Using the Park-Reeves Syringomyelia Research Consortium registry, the authors analyzed variables associated with syrinx radiological outcomes in patients (< 20 years old at the time of surgery) with CM-I+SM undergoing PFD or PFDD. Syrinx resolution was defined as an anteroposterior (AP) diameter of ≤ 2 mm or ≤ 3 mm or a reduction in AP diameter of ≥ 50%. Syrinx regression or progression was defined using 1) change in syrinx AP diameter (≥ 1 mm), or 2) change in syrinx length (craniocaudal, ≥ 1 vertebral level). Syrinx stability was defined as a < 1-mm change in syrinx AP diameter and no change in syrinx length.
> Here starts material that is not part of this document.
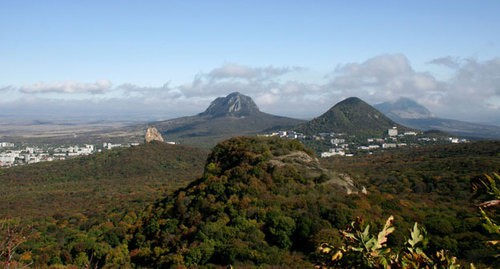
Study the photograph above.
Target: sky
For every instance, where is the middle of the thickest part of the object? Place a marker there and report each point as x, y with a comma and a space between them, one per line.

The authors identified 380 patients with CM-I+SM who underwent PFD or PFDD. Cox proportional hazards modeling revealed younger age at surgery and PFDD as being independently associated with syrinx resolution, defined as a ≤ 2-mm or ≤ 3-mm AP diameter or ≥ 50% reduction in AP diameter. Radiological syrinx resolution was associated with improvement in headache (p < 0.005) and neck pain (p < 0.011) after PFD or PFDD. Next, PFDD (p = 0.005), scoliosis (p = 0.007), and syrinx location across multiple spinal segments (p = 0.001) were associated with syrinx diameter regression, whereas increased preoperative frontal-occipital horn ratio (FOHR; p = 0.007) and syrinx location spanning multiple spinal segments (p = 0.04) were associated with syrinx length regression. Scoliosis (HR 0.38 [95% CI 0.16–0.91], p = 0.03) and smaller syrinx diameter (5.82 ± 3.38 vs 7.86 ± 3.05 mm; HR 0.60 [95% CI 0.34–1.03], p = 0.002) were associated with syrinx diameter stability, whereas shorter preoperative syrinx length (5.75 ± 4.01 vs 9.65 ± 4.31 levels; HR 0.21 [95% CI 0.12–0.38], p = 0.0001) and smaller pB-C2 distance (6.86 ± 1.27 vs 7.18 ± 1.38 mm; HR 1.44 [95% CI 1.02–2.05], p = 0.04) were associated with syrinx length stability. Finally, younger age at surgery (8.19 ± 5.02 vs 10.29 ± 4.25 years; HR 1.89 [95% CI 1.31–3.04], p = 0.01) was associated with syrinx diameter progression, whereas increased postoperative syrinx diameter (6.73 ± 3.64 vs 3.97 ± 3.07 mm; HR 3.10 [95% CI 1.67–5.76], p = 0.003), was associated with syrinx length progression. PFD versus PFDD was not associated with syrinx progression or reoperation rate.
These data suggest that PFDD and age are independently associated with radiological syrinx improvement, although forthcoming results from the PFDD versus PFD randomized controlled trial (NCT02669836, clinicaltrials.gov) will best answer this question.